I am struggling to find a way to create a table in SQL where I can consolidate all the sales dates and the products available. I have been tasked to create a table that contains a range of dates between january 1st 2022 and december 31st 2022.
My data sample consists of where date between 01/01/2022 and 31/12/2022. The date table is a table where I generated dates for the year and I have to use it to match my products and sales.
CREATE TABLE Date_Table (
DateID INT IDENTITY CONSTRAINT PK_Date_Table PRIMARY KEY,
Date DATE NOT NULL,
Month TINYINT NOT NULL,
Year INT NOT NULL
);
CREATE TABLE Sales_Table (
SaleID INT IDENTITY CONSTRAINT PK_Sales_Table PRIMARY KEY,
Date_of_Sale DATE NOT NULL,
Qty_sold INT NOT NULL,
Total MONEY NOT NULL,
ProductID INT NOT NULL CONSTRAINT FK_Product_Table REFERENCES Product_table(ProductID));
);
CREATE TABLE Product_table (
ProductID INT IDENTITY CONSTRAINT PK_Product_Table PRIMARY KEY,
ProductName NVARCHAR(25) NOT NULL,
ProductNumber NVARCHAR(25) NOT NULL
);
I am yet to find a way to be able to create a table that looks like this:
Date | Product | "Qty Sold" |
---|---|---|
2022-01-01 | AB1 | 0 |
2022-01-01 | AB2 | 2 |
2022-01-01 | AB3 | 1 |
2022-01-01 | AB4 | 0 |
2022-01-01 | AB5 | 2 |
2022-01-02 | AB1 | 3 |
2022-01-02 | AB2 | 1 |
2022-01-02 | AB3 | 0 |
2022-01-02 | AB4 | 0 |
2022-01-02 | AB5 | 0 |
I thus want all the dates matched with all the products even if no sale has been made. I have been working at it for some time and I can't seem to find a solution. If anyone has a little idea that could help me start it would be extremely appreciated
So far, I have just made some joins between my tables hoping that a full join might allow me to keep all the data necessary but it does not work.

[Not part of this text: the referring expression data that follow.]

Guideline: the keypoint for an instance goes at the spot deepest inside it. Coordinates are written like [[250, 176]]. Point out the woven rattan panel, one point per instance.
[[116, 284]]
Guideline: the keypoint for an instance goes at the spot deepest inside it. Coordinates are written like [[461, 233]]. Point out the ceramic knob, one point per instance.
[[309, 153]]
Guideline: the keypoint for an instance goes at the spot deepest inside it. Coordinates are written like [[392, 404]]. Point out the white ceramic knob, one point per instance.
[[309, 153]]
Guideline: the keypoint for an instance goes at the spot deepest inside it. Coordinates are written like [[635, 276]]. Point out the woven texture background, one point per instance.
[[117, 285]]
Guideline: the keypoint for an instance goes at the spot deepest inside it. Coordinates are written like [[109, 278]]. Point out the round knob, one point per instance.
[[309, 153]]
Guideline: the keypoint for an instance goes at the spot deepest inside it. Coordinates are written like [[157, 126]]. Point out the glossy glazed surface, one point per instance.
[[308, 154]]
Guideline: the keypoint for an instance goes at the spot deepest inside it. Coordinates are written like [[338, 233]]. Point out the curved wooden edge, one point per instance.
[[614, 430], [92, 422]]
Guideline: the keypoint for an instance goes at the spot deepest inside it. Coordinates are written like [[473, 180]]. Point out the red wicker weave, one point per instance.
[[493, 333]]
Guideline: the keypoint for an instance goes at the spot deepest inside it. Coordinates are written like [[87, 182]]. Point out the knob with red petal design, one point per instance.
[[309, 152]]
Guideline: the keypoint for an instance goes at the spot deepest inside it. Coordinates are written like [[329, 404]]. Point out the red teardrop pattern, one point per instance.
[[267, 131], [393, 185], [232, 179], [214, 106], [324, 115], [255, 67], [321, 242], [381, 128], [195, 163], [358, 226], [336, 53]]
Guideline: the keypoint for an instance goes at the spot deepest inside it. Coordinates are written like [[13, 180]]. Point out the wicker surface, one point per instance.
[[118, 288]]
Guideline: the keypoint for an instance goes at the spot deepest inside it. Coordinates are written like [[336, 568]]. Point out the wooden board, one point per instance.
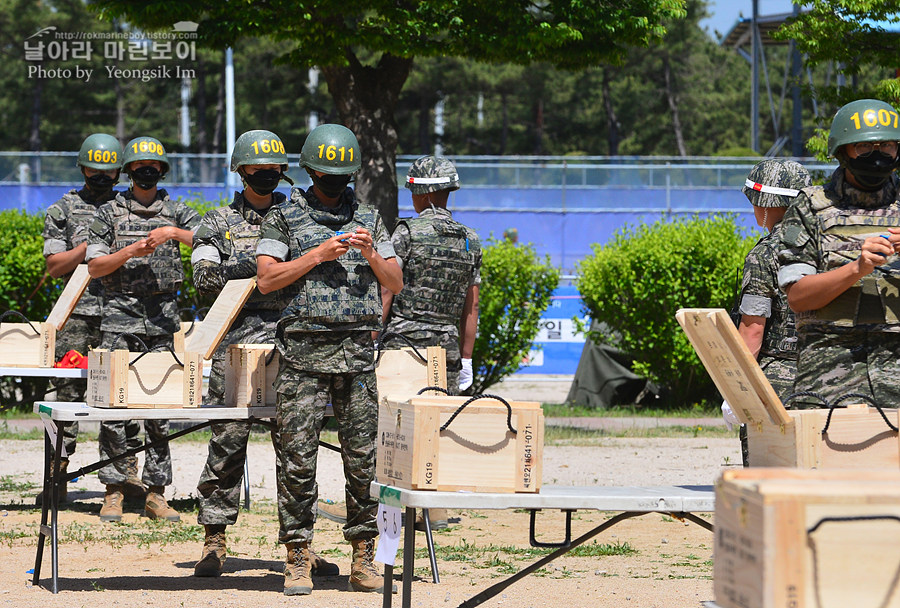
[[476, 453], [67, 300], [205, 338], [807, 539]]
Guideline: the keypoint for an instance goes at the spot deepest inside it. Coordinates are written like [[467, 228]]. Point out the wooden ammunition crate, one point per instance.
[[807, 539], [477, 452], [250, 372], [857, 437], [153, 380]]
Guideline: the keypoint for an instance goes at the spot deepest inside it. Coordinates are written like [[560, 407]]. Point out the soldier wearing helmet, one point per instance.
[[766, 321], [65, 234], [331, 253], [225, 249], [838, 264], [133, 248]]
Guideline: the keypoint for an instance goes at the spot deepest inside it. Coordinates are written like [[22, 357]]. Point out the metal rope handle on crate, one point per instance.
[[18, 314], [476, 398], [865, 398], [379, 345]]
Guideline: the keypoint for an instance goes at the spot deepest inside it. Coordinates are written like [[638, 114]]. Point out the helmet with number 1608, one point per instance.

CodePudding user response:
The trick with this is to first create all your rows, then only after that do you populate with the quantity sold.
The easiest way to create all rows is to do a CROSS JOIN
e.g.,
SELECT Date_Table.[Date], Product_Table.ProductID, Product_Table.ProductName
FROM Date_Table
CROSS JOIN Product_Table
The above will give you a row for every product, on every date (so if 365 days for 5 products, will be 365 x 5 = 1825 rows).
With this, you then join it to your actual sales, using a LEFT JOIN so that it keeps your initial rows even if they don't have a match in sales. And to deal with the blank rows, use ISNULL to make them 0.
SELECT Date_Table.[Date], Product_Table.ProductID, Product_Table.ProductName,
ISNULL(Sales_Table.Qty_sold, 0) AS Qty_Sold
FROM (Date_Table
CROSS JOIN Product_Table)
LEFT OUTER JOIN Sales_Table ON Date_Table.[Date] = Sales_Table.[Date_of_sale]
AND Product_Table.ProductID = Sales_Table.ProductID
Edit: Here is a db<>fiddle with the data and SQL for you to review
Two notes about data structure setup
- Your PKs - I would usually try to make the PK meaningful (e.g., in a date table, use the date as the PK) - though it's not necessary. However, I would then suggest at least putting a nonclustered index on them so that you can look up the date (or product, etc) directly.
- I would also avoid using column names that are SQL keywords like date, month, year - and I would also consider naming columns with more meaning e.g., instead of 'Total', call it 'Total_Revenue' or 'Total_Cost'. Most of your fields follow this rule but ... just letting you know.